All right now, let’s go back to the text. And I want you to see, he says, “I am under obligation.” So I want
you to mark the I. He’s under obligation. It says in the King James Version which is another translation of the Bible, I am a debtor and that’s what it means. I owe you something. “I am under obligation both to Greeks and to barbarians, both to the wise and to the foolish. He says, thus for my part, I am eager to preach the gospel …,” He says, “… to preach the gospel to you also who are …,” where? “… in Rome.”

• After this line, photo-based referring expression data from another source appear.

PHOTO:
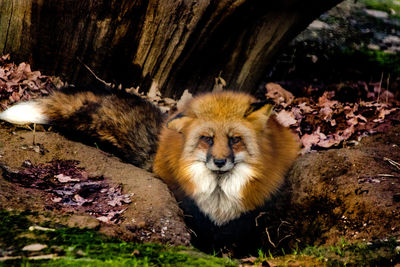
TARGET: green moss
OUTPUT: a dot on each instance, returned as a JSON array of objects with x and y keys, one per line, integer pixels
[
  {"x": 82, "y": 247},
  {"x": 382, "y": 253},
  {"x": 382, "y": 5}
]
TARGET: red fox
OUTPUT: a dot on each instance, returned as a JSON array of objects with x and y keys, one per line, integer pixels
[{"x": 223, "y": 150}]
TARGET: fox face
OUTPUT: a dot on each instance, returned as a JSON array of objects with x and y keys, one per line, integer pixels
[{"x": 216, "y": 154}]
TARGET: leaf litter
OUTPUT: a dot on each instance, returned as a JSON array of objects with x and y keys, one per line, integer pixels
[
  {"x": 69, "y": 188},
  {"x": 325, "y": 122},
  {"x": 20, "y": 83}
]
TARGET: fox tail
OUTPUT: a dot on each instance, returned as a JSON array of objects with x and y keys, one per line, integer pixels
[{"x": 128, "y": 125}]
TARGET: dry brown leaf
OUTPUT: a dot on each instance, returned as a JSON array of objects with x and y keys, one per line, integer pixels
[
  {"x": 279, "y": 95},
  {"x": 286, "y": 118}
]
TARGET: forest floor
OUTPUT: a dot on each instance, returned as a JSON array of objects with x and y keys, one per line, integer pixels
[{"x": 65, "y": 203}]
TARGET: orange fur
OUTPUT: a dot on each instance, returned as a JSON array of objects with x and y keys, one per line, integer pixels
[{"x": 270, "y": 149}]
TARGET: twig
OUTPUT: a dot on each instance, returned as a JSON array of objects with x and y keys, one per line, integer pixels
[
  {"x": 94, "y": 74},
  {"x": 392, "y": 162},
  {"x": 380, "y": 87},
  {"x": 34, "y": 134},
  {"x": 269, "y": 238},
  {"x": 387, "y": 88}
]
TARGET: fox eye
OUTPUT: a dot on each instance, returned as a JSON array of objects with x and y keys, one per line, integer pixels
[
  {"x": 208, "y": 139},
  {"x": 235, "y": 140}
]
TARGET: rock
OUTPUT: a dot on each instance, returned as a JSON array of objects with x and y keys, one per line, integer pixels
[
  {"x": 348, "y": 192},
  {"x": 152, "y": 205},
  {"x": 377, "y": 13}
]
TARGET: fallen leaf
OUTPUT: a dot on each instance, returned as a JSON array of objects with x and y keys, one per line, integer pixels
[
  {"x": 65, "y": 179},
  {"x": 286, "y": 118}
]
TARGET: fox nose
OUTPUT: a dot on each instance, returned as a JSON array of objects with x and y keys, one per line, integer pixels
[{"x": 219, "y": 162}]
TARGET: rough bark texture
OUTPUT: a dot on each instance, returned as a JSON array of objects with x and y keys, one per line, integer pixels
[{"x": 168, "y": 45}]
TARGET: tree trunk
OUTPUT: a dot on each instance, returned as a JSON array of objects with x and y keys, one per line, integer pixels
[{"x": 166, "y": 45}]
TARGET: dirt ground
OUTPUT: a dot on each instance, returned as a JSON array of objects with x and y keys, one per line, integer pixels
[
  {"x": 351, "y": 193},
  {"x": 152, "y": 215}
]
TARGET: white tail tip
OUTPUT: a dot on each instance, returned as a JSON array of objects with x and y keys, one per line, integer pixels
[{"x": 24, "y": 113}]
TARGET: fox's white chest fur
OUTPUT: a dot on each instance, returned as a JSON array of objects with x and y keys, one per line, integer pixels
[{"x": 220, "y": 197}]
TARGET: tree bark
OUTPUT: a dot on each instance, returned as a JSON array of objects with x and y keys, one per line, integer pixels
[{"x": 166, "y": 45}]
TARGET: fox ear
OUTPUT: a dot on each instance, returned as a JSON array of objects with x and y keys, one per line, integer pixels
[
  {"x": 178, "y": 122},
  {"x": 259, "y": 113}
]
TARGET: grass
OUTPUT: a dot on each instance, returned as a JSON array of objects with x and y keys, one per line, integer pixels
[{"x": 82, "y": 247}]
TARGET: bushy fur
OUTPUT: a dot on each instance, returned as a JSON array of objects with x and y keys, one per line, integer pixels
[
  {"x": 220, "y": 150},
  {"x": 257, "y": 162}
]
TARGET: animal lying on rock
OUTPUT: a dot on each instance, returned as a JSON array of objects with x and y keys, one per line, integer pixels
[{"x": 224, "y": 151}]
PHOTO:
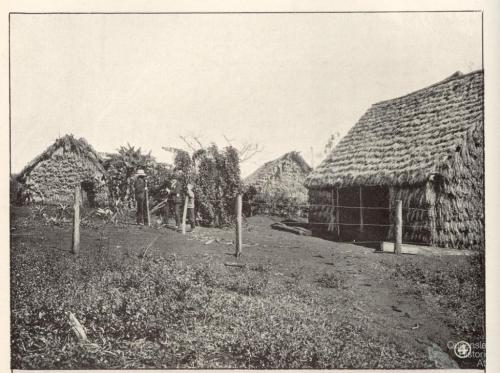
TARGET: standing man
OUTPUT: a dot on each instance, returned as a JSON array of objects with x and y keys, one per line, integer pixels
[
  {"x": 175, "y": 200},
  {"x": 190, "y": 206},
  {"x": 140, "y": 187}
]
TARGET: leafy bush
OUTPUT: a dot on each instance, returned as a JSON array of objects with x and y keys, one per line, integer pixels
[
  {"x": 215, "y": 175},
  {"x": 330, "y": 280}
]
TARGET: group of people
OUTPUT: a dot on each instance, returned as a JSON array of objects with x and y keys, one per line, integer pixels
[{"x": 175, "y": 197}]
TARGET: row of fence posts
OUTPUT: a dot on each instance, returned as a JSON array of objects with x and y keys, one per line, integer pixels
[{"x": 238, "y": 243}]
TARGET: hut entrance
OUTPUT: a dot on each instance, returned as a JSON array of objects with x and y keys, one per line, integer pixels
[
  {"x": 88, "y": 194},
  {"x": 362, "y": 210}
]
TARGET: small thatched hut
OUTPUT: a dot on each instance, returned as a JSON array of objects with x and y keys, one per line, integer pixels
[
  {"x": 280, "y": 180},
  {"x": 53, "y": 175},
  {"x": 426, "y": 149}
]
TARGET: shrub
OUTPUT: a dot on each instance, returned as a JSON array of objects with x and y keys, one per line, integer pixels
[
  {"x": 157, "y": 312},
  {"x": 330, "y": 280}
]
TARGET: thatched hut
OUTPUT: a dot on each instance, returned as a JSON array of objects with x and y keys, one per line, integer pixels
[
  {"x": 279, "y": 181},
  {"x": 53, "y": 175},
  {"x": 426, "y": 149}
]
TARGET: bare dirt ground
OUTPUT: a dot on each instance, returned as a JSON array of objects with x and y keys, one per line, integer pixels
[{"x": 368, "y": 285}]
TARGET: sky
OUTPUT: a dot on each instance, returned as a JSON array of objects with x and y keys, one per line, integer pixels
[{"x": 283, "y": 81}]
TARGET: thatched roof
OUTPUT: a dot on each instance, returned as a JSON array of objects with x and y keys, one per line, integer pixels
[
  {"x": 68, "y": 143},
  {"x": 405, "y": 140},
  {"x": 267, "y": 169}
]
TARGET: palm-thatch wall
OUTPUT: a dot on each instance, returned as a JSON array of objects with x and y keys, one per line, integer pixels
[
  {"x": 53, "y": 175},
  {"x": 280, "y": 180},
  {"x": 426, "y": 149}
]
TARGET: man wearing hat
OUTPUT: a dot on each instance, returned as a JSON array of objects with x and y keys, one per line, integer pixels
[{"x": 140, "y": 187}]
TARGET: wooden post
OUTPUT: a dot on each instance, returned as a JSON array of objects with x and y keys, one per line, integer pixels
[
  {"x": 238, "y": 240},
  {"x": 337, "y": 213},
  {"x": 184, "y": 213},
  {"x": 398, "y": 229},
  {"x": 361, "y": 226},
  {"x": 76, "y": 222},
  {"x": 147, "y": 205}
]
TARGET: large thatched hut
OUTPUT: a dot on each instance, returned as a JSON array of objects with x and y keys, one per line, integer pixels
[
  {"x": 53, "y": 175},
  {"x": 279, "y": 181},
  {"x": 426, "y": 149}
]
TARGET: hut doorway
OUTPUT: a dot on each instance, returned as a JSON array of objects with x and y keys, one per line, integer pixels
[
  {"x": 88, "y": 193},
  {"x": 364, "y": 213}
]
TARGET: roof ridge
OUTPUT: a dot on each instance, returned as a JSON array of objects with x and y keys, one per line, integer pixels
[{"x": 447, "y": 80}]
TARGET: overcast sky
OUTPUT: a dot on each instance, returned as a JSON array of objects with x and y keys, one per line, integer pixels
[{"x": 285, "y": 81}]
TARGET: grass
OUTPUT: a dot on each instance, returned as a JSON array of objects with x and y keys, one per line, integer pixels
[
  {"x": 454, "y": 287},
  {"x": 190, "y": 311},
  {"x": 161, "y": 313}
]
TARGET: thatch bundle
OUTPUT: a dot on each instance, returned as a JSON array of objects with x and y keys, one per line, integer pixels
[
  {"x": 53, "y": 175},
  {"x": 426, "y": 149}
]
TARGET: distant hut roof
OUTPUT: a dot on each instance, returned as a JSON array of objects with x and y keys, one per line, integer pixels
[
  {"x": 267, "y": 168},
  {"x": 405, "y": 139},
  {"x": 69, "y": 144}
]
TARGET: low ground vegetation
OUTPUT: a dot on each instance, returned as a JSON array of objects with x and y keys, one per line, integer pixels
[{"x": 171, "y": 308}]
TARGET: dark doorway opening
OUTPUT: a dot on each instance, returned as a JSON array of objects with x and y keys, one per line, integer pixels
[
  {"x": 88, "y": 194},
  {"x": 364, "y": 214}
]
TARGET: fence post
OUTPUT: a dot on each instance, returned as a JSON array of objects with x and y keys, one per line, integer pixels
[
  {"x": 76, "y": 222},
  {"x": 238, "y": 241},
  {"x": 398, "y": 229},
  {"x": 184, "y": 213},
  {"x": 147, "y": 205}
]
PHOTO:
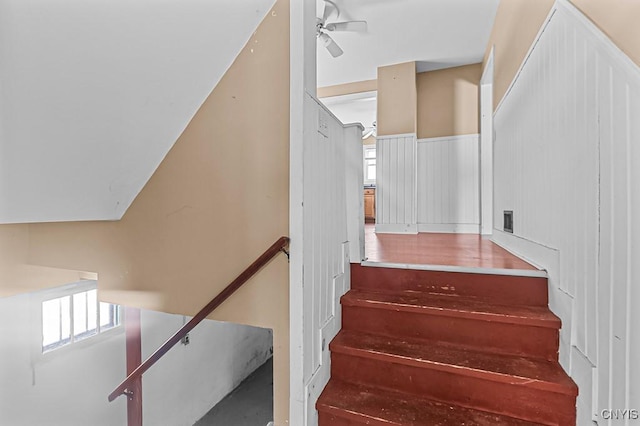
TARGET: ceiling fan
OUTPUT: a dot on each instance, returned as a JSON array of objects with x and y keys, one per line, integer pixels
[{"x": 322, "y": 27}]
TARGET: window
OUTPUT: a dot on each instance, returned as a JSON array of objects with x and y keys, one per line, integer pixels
[
  {"x": 76, "y": 316},
  {"x": 369, "y": 164}
]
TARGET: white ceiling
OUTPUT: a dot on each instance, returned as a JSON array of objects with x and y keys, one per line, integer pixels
[
  {"x": 94, "y": 93},
  {"x": 436, "y": 33},
  {"x": 354, "y": 108}
]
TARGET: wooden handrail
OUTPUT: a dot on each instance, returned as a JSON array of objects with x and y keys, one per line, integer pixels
[{"x": 204, "y": 313}]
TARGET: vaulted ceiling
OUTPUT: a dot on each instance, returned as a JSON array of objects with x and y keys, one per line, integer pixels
[
  {"x": 93, "y": 94},
  {"x": 435, "y": 33}
]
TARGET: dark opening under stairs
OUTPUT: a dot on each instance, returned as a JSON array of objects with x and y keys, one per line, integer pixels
[{"x": 446, "y": 348}]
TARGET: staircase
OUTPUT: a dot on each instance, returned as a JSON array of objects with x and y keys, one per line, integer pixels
[{"x": 445, "y": 348}]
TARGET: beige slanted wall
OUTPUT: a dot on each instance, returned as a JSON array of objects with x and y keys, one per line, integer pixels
[
  {"x": 517, "y": 23},
  {"x": 216, "y": 202},
  {"x": 448, "y": 101}
]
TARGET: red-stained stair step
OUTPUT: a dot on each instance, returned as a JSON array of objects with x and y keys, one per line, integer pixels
[
  {"x": 344, "y": 404},
  {"x": 499, "y": 289},
  {"x": 532, "y": 389},
  {"x": 531, "y": 331}
]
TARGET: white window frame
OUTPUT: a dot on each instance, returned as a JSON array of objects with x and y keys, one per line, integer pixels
[{"x": 73, "y": 341}]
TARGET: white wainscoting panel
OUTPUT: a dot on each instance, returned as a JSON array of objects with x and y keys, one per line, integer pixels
[
  {"x": 326, "y": 274},
  {"x": 396, "y": 184},
  {"x": 448, "y": 184},
  {"x": 567, "y": 162}
]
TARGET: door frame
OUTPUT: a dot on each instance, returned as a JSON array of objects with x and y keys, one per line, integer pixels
[{"x": 486, "y": 147}]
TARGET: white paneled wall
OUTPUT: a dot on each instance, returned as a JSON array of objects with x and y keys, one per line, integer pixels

All right, now let me tell you something. When you study the Bible and you’re looking for the who, the what, the when, the where, the why and the how, you want to know where. So this is how you pick up where you are. And if you go back to verse 7, it says, “To all who are beloved of God in Rome.” So you double underline it. Then you come back to verse 5, and he says, “I’m eager to preach the gospel to you who are …” where, “… in Rome.” So you double underline it. This helps you keep in context and see where you are.

Now watch what you find out about Paul. He says, “For I am not ashamed of the gospel; for it is the power of God unto salvation to everyone that believes, to the Jew first and also to the Greek.” Now why is he saying to the Jew first and also to the Greek? Why does he say to the Greeks and the barbarians? Well, when you went back in time, the Jews would look at the whole world as Jews and Gentiles. If you weren’t a Jew, you were a Gentile, even if you lived in the Middle East. If you weren’t a Jew, you were a Gentile.

All right, when you looked at Rome, Rome divided all the world as either citizens of Rome, which by the way Paul was, or strangers. They didn’t belong to the Roman Empire. And it was coveted to be a citizen in the Roman Empire. But when you looked at the Greeks, the Greeks looked at everybody, I mean they were the intellectuals. They were the philosophers and they looked at the whole world as either Greeks or barbarians. In other words, if you weren’t a Greek you were a barbarian. In other words, it would be like saying in the south, you’re just a redneck. You know, that’s all you are.

So when God looks at us though, whether we’re Greeks or barbarians, whether we’re Jews or whether we’re Gentiles, whether we’re citizens or whether we’re strangers, we’re
important to God. And this was Paul’s passion. Watch what you learn just from these verses.

Look at verse 13, in verse 13, his last “I,” where you mark that, he says, “… I want to obtain some fruit among you also.” And then he goes on to say, ”For I am under obligation. I’m a debtor.” I want to obtain some fruit among you. I want to come to Rome because I want to see more people come to Christ and I want to help you reach more people for Jesus Christ. But also, I want you to know that I’m under obligation. It’s like there is a burden on me. And that burden puts me in obligation to other people. He says, “I am under obligation both to Greeks and barbarians, both to the wise and the foolish.” And then he says, “I am eager….” Now listen, “I want to obtain some fruit. I’m under obligation. I am eager.” In other words, listen, my engine is already revved up and, “I am eager to preach the gospel to you who are in Rome.” I’m eager to bring this message so the message has to be more than just the fact that Jesus died. He was buried. He was raised from the dead. The message has to be that the death and burial and resurrection of Jesus Christ change your life. There’s power in this message. And it’s so powerful that it saves you and it guarantees you heaven.